Other Women Can Be The Worst

lookatthosetinyarms

I have to re-write this post which frustrates me.I lost it.  The whole point was about some woman from the midwest with over-processed hair, with over smugness.  Who kept grabbing my body during business stuff.  I asked her twice, I asked her keatin hair, her fake boobs, her collagen lips, her botox face twice.    She acted like she couldn’t hear me.

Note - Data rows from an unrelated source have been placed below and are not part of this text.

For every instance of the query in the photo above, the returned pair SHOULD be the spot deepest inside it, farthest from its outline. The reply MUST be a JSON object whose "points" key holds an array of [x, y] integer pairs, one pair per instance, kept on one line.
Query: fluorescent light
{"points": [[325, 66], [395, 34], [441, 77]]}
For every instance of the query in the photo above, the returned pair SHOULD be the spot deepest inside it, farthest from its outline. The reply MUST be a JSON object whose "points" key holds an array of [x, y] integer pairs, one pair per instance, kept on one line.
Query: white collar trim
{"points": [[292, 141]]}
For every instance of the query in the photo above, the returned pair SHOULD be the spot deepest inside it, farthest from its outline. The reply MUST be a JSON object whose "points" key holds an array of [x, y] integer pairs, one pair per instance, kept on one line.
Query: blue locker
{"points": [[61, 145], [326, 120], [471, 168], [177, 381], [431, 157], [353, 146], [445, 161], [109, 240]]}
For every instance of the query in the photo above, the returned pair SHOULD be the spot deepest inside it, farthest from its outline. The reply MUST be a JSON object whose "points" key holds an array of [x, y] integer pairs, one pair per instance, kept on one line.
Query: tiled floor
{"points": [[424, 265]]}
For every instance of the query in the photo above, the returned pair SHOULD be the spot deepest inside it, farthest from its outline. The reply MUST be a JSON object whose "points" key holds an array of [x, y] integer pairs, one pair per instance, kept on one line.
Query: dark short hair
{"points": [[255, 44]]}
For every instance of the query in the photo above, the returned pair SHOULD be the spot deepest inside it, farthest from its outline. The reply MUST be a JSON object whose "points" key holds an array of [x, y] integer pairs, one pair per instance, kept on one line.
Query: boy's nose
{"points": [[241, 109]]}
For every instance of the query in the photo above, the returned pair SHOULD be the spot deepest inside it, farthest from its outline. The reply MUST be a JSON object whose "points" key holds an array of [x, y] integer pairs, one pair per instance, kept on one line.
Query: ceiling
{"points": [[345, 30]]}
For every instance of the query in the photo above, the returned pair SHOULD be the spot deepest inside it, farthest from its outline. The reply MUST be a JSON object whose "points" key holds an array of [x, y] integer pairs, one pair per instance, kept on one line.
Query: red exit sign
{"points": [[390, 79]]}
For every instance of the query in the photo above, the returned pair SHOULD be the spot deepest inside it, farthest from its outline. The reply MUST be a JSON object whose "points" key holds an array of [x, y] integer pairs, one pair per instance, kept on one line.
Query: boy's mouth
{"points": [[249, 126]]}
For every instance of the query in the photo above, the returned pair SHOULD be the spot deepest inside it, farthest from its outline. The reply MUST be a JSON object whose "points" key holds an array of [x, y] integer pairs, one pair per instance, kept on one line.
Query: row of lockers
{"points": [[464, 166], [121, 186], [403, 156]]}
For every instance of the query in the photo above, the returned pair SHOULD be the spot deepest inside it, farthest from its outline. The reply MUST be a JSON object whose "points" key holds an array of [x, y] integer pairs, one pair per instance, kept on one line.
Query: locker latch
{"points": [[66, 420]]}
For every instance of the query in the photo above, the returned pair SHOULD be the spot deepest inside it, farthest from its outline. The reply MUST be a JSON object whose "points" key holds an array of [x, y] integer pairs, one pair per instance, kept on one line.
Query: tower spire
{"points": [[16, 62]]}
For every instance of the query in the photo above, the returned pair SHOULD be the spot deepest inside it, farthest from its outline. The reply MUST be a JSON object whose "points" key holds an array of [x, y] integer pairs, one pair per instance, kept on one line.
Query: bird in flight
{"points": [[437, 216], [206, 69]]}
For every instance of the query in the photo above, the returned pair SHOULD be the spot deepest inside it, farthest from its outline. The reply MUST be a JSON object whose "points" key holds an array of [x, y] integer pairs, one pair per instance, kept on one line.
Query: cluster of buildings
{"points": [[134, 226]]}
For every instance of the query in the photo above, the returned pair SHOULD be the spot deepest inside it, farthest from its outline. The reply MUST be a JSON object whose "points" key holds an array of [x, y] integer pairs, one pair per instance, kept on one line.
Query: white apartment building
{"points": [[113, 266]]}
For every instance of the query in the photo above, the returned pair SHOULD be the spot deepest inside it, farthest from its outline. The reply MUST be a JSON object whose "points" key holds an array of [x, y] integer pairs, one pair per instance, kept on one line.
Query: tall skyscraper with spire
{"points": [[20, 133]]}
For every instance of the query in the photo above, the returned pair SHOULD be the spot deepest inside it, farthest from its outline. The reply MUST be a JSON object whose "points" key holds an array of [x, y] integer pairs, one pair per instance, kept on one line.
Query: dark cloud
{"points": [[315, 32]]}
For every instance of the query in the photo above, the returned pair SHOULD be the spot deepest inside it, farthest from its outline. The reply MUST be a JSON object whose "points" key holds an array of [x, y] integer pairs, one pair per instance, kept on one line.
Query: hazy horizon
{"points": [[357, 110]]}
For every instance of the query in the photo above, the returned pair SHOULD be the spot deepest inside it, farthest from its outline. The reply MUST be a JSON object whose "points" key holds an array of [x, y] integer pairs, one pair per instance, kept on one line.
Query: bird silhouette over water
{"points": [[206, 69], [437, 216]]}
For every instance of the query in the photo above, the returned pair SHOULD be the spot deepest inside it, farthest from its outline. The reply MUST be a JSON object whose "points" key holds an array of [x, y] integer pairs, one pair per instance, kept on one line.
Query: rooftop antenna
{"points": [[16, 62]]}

When my moment came finally to show what I had been working on, she interrupted me, she said, “Oh even these arms are so cute, look at these tiny little arms!”  and she grabbed my arm.   I looked out at the conference room, I saw cabinet file boss looking like this is normal behavior, I saw the friend that I fucked the other night,who also comes from money looking like this is kind of entertaining.   I saw the Jewish CPA looking confused and hungover.  I saw the Chinese business man leaning forward.

I am on stage with midwestern cunt.  I did not know how to react.   I got her off my arm,what a creeper.   Women can be the worst.   She pretends to compliment me while undermining everything I have given my heart into.  I look back into the room of men. I have a marriage in the shits, these guys, I don’t know what they know. I forgive myself a  bit.Why would I not fall into their arms when women can be so demeaning.

I go back to work, the very cool woman who I work closely with,who by the way is blonde, thin , and has tits.   Sometimes they seem like the only nice people to me.  I can tell she is picking up on my distress.  “Is there anything I can do?” she asks,her eyes look teary.    I don’t think  so, I say, “Let’s just work” so we do.


I Fucked Him Anyway

I wasn’t interested, I wasn’t uninterested. His bigness made me curious.  Tall, which I know me, doesn’t mean much, but taller than most,broader.  I wondered how he would feel.    I am under file-cabinet’s boss control completely, I don’t even know if he is interested in me, really.   I had a dream that he held me down and spit in my face.  I woke up upset.  Total submission. Still he is not around a lot.

So yeah,  his friend bought me dinner, we went for a walk, a drink.

Then we were back at his place.  I acted so docile.  I don’t know why I do that.  I sucked his dick, but he was anxious, so he laid me back on his bed.  It didn’t hurt very much, His body-weight didn’t hurt, I sank into his mattress.  I made him promise not to tell anyone.  How can I tell?  I think men tell.  Will I get fired?

All I could think later is at least I was wearing my favorite bra.